A talented tier can create flies that ignore all proportion, stretch known limits, are extremely difficult to tie, and require exotic materials. It also may take them 3 or more hours to tie that fly, it represents art of the highest form, but can be confused with functional patterns by the unwary.
Putting it all together, the Art of Domestic Bliss
Every rule of fly tying has been broken by flies that are the exception. All limits shattered, all proportion thrown by the wayside, and herein lies sanctuary. The most important rule is do they work, not are they beautiful.
Fish are stupid, have poor vision, and are not vocal, they’ll never sing your praises.
You will have to tie many thousands of flies before proportion and construction are second nature. During all this time, you will evolve many theories, you will read many more, some may hold water and some may not.
Collect real bugs from your favorite streams and imitate them with the materials at hand, forget about what you don’t own, use what you have. Every fly you tie hones your construction skills, even if it never sees action.
A small coffee grinder used with a skein of yellow, red, and blue yarn, can yield every color in the rainbow, chop the segments shorter than an inch, and use the Artist’s Color Wheel to make your fur colors. Fly tying is actually many disciplines, some not related to fishing at all.
Test materials and flies in your bathtub, learn what adds life and motion, and what makes your fly ride upside down. You will find that physics and proportion are tied together, you can take license with proportion knowing what the physical change will be in its aerodynamic or fishing qualities.
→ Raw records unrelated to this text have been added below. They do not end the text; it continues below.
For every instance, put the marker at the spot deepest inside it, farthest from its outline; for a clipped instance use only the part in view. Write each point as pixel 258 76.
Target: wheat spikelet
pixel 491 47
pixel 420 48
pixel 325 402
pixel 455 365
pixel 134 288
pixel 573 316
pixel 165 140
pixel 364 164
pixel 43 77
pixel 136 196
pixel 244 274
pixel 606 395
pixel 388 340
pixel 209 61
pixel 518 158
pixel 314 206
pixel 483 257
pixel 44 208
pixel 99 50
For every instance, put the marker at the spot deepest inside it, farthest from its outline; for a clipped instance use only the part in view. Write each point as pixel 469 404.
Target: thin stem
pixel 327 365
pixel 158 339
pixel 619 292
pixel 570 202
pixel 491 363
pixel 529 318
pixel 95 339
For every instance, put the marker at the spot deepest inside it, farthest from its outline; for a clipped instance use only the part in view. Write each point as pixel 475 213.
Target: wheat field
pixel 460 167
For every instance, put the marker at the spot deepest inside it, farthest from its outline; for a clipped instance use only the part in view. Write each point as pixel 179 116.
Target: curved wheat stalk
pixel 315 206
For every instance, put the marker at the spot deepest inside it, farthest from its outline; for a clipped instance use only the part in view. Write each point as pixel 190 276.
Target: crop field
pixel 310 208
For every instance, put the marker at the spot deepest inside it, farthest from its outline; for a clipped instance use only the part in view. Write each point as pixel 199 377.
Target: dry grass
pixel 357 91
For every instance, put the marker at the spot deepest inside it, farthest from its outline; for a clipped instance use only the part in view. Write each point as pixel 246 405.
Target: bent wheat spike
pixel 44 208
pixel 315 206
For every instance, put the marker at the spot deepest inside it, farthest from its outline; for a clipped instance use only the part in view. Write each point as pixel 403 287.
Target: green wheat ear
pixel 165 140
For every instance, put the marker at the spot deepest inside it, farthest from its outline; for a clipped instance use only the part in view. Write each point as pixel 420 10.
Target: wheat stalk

Exploit the materials available to you, leverage your friends. Do you hunt ducks? Does your neighbor? More importantly, does your neighbor notice the bald spot on his Airedale? Be wary, as 20 lbs of fresh killed deer hide will have to be treated immediately, right after you resuscitate your wife…
Fly tying is a mess maker hobby, filled with odiferous and objectionable items. You will need special storage arrangements to retain domestic bliss. Rotting flesh and moth infestations will be unpopular, seal everything separately to minimize infestation and odor, and use incense cedar rather than mothballs, as moth crystals smell equally bad. Open drawers mean your dog is eating your purple buck tail, or your child is reaching for the porcupine. Be alert that everyone in the household may not share your passion.
You need to address the storage issue almost immediately, and with a permanent furniture purchase. An old vanity table and a chest of drawers will work, both are garage sale fodder, tear the top off the desk and build a new larger work surface. Line both with incense cedar slats from the hardware store. To be allowed into your house, refinish both, as a $25 garage sale purchase can turn into something much better looking if sanded and finished properly.
After all this, you will be confronted by many critics that will find fault with your finest work. Most will have their paws in your fly box to assist you in “lightening” it, but the real critic is the trout, stay focused and please the fish first. Remember you started this bestial trek thinking you would catch more fish, and you are much further along than you think.